The head of the government’s website for the release of public sector data has said it is a challenge to ensure that users can understand the statistics.
Cabinet Office official Richard Stirling, who leads the team that runs Data.gov.uk, said that if he was at the Office for National Statistics he would have concerns about statistical releases and people making assumptions “that aren’t quite valid”.
The article was based on a podcast interview with Richard, and in typical journalistic style, took one part of his message and ignored the rest. To get the full picture, listen to the original audio.
Bearing all this in mind, though, I do think this is an important issue which probably needs to be explored more thoroughly than it already exists.
To use myself as an example: I’m a geek, and I like computers, the internet *and* I find government interesting. I suspect this puts me into a very small percentage of the population.
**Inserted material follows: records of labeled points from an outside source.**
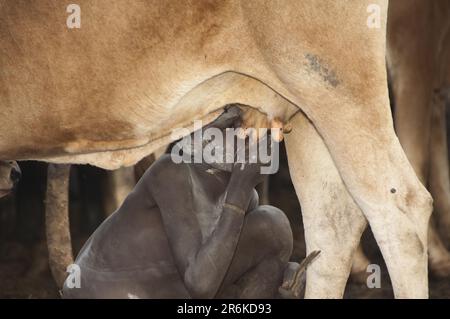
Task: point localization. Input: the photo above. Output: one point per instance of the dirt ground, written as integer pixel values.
(24, 271)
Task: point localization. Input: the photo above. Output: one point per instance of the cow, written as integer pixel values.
(109, 93)
(417, 61)
(9, 177)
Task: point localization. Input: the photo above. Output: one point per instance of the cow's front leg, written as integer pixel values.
(333, 222)
(439, 170)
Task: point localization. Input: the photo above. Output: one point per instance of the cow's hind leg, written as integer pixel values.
(258, 273)
(333, 222)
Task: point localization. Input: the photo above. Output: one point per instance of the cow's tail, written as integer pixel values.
(59, 243)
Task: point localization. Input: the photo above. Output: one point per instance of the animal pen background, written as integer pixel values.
(24, 270)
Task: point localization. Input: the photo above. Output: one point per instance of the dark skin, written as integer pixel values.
(189, 231)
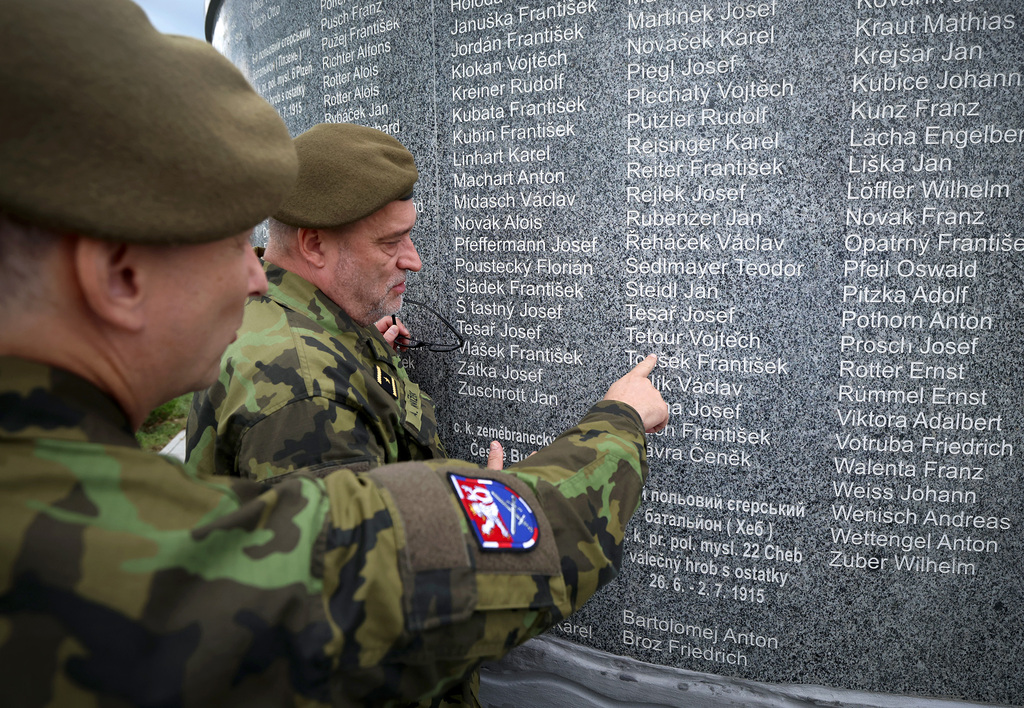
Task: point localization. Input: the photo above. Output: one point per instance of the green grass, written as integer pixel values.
(165, 422)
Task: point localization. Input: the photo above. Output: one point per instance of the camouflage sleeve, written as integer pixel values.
(313, 434)
(413, 628)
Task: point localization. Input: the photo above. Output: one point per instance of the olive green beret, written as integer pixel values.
(114, 130)
(346, 172)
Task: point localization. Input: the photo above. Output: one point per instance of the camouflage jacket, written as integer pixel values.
(125, 579)
(304, 385)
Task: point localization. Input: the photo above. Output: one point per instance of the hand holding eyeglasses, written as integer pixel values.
(636, 389)
(401, 338)
(391, 328)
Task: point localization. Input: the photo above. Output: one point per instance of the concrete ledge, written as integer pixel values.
(548, 672)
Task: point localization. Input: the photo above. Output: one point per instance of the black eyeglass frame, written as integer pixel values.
(430, 346)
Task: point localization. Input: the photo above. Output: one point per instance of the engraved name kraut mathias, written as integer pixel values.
(809, 211)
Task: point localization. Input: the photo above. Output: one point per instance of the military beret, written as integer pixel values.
(112, 129)
(346, 172)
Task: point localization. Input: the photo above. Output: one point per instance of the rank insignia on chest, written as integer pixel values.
(387, 382)
(500, 517)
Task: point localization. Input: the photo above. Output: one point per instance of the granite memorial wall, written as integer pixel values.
(811, 212)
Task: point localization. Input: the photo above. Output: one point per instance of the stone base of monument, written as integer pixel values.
(551, 672)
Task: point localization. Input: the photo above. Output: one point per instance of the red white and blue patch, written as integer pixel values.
(500, 517)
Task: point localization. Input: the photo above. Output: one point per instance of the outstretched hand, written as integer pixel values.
(636, 389)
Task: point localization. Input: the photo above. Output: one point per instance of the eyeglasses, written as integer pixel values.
(411, 343)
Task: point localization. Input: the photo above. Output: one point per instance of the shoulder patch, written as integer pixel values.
(500, 517)
(387, 382)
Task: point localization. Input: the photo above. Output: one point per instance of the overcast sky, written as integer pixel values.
(176, 16)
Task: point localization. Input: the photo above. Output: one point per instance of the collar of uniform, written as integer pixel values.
(39, 401)
(300, 295)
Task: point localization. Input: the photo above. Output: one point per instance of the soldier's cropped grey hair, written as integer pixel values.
(23, 248)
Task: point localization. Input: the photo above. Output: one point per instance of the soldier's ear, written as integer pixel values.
(312, 247)
(111, 278)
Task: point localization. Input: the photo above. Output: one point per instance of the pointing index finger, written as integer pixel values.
(645, 367)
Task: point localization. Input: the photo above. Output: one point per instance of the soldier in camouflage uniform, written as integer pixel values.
(132, 168)
(311, 379)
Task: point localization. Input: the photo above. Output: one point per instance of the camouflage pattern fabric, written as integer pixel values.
(304, 385)
(126, 579)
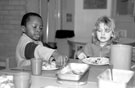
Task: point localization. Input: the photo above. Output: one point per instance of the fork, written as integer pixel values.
(111, 70)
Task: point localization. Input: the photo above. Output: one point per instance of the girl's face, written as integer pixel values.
(104, 33)
(34, 27)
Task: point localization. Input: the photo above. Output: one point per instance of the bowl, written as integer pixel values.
(121, 78)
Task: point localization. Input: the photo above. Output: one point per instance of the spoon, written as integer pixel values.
(111, 70)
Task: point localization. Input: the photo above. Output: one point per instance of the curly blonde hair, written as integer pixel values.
(107, 21)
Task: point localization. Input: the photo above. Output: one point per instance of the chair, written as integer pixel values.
(4, 63)
(7, 62)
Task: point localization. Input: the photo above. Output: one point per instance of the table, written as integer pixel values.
(48, 78)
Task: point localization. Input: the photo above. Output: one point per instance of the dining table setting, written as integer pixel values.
(76, 74)
(90, 72)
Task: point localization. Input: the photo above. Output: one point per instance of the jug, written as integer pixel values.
(121, 56)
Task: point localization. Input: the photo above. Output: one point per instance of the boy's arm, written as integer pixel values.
(33, 50)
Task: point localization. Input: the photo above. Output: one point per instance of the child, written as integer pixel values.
(102, 38)
(30, 45)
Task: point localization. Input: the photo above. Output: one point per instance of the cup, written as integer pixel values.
(36, 66)
(22, 80)
(121, 56)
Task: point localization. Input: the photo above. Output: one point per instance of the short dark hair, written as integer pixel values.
(27, 16)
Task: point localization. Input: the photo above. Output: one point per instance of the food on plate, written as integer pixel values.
(6, 81)
(72, 71)
(96, 60)
(48, 66)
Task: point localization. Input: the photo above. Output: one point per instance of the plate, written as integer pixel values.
(96, 60)
(6, 81)
(51, 66)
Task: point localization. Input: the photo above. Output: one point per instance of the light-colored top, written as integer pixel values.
(39, 52)
(94, 50)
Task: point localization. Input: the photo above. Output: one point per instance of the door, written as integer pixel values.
(123, 14)
(50, 11)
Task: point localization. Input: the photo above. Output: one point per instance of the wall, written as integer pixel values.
(85, 19)
(11, 12)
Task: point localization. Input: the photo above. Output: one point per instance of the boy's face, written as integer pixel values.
(34, 27)
(104, 33)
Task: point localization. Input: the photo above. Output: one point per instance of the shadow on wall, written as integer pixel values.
(61, 40)
(64, 33)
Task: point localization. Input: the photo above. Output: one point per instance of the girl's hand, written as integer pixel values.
(61, 60)
(82, 56)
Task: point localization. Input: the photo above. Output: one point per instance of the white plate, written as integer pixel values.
(49, 68)
(96, 60)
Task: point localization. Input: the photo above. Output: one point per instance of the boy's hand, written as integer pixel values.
(61, 60)
(82, 56)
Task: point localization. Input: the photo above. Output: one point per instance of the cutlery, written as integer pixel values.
(111, 71)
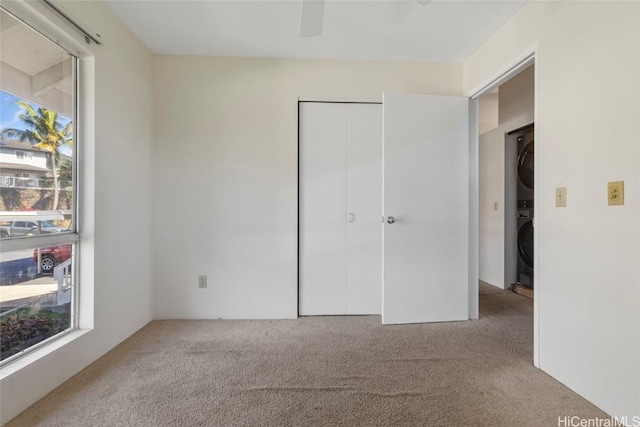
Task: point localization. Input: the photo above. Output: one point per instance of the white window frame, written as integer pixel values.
(48, 23)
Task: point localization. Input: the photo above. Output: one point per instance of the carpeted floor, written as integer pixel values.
(320, 371)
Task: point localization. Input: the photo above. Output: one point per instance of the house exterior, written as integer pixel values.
(22, 165)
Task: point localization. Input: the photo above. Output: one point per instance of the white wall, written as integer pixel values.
(514, 109)
(225, 173)
(488, 112)
(588, 276)
(116, 203)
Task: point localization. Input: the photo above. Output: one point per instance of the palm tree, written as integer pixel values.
(44, 131)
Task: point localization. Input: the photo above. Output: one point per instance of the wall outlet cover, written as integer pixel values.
(561, 197)
(615, 193)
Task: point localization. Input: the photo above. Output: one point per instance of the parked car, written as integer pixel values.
(52, 256)
(29, 228)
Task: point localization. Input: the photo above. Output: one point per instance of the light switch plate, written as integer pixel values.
(615, 193)
(561, 197)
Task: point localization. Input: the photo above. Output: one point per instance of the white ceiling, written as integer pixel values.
(442, 31)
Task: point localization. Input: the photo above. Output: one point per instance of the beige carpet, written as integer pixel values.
(319, 371)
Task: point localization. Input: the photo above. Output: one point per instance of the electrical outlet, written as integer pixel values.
(615, 193)
(561, 197)
(202, 281)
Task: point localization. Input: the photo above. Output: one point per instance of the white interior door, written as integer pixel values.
(323, 208)
(340, 208)
(364, 198)
(426, 191)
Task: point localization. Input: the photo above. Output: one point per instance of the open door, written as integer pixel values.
(426, 197)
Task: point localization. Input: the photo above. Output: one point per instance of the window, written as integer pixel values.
(37, 219)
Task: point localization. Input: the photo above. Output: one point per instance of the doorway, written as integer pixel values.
(507, 174)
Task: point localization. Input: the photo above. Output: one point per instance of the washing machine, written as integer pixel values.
(525, 173)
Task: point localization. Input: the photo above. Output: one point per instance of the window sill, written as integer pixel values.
(40, 353)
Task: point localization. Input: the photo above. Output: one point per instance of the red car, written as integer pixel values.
(52, 256)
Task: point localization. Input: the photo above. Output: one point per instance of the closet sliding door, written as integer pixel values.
(340, 208)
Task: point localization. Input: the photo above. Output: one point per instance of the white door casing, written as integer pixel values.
(340, 208)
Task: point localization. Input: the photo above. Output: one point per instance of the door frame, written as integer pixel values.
(299, 176)
(526, 59)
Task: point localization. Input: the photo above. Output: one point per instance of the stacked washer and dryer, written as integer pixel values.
(525, 173)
But even then – other than thinking open government data is almost certainly a good thing, and being able to reel off all the arguments around transparency and improving services – I don’t really understand or know how this happens. I am completely data illiterate.
This takes two forms. Firstly, knowing what data is, what format it is in and what can be done with it. Essentially a techie thing – fine, the data is there, but how do I do anything with it? This is probably the least important problem, because producing apps and mashups probably isn’t something that everybody needs to be able to do.
The second form is more important, though, and that is based in statistical awareness, understanding of how data is manipulated, and a grip of the context within which the original data was published.
In other words, if I come across some nifty app using open government data, how do I know what biases the developer had? Who – if anyone – paid them to do this? How can I check that the results it produces are correct?
Because even though the original data is published openly, and I can check that, the chances are I will not understand the relationship between that and the nifty app in question.
There’s always the argument that it was ever thus – not that it is a particularly good argument – but when statistical analysis appears in a newspaper, for example, most people are aware of the biases of those publications.
Don’t get me wrong – releasing data is important. But the technical challenges are of course the easy bit, whether sticking a CSV file on a web page or creating an API. What I am talking about is ensuring a reasonable level of data literacy for people at the receiving end.
Hadley Beeman’s project could well be something that could answer some of these issues, by providing a space for data to be stored, converted to a common format and appropriately annotated (assuming I have understood it correctly!).
Another possibility is a book being written in Canada, or the Straight Statistics site which seems full of good information (thanks to Simon for the tip).
But none of these seems to scratch the data literacy itch, really. We need interesting, well written, engaging content to help people get to a level where they can understand the process and context of open data. Might it even involve e-learning? It could do.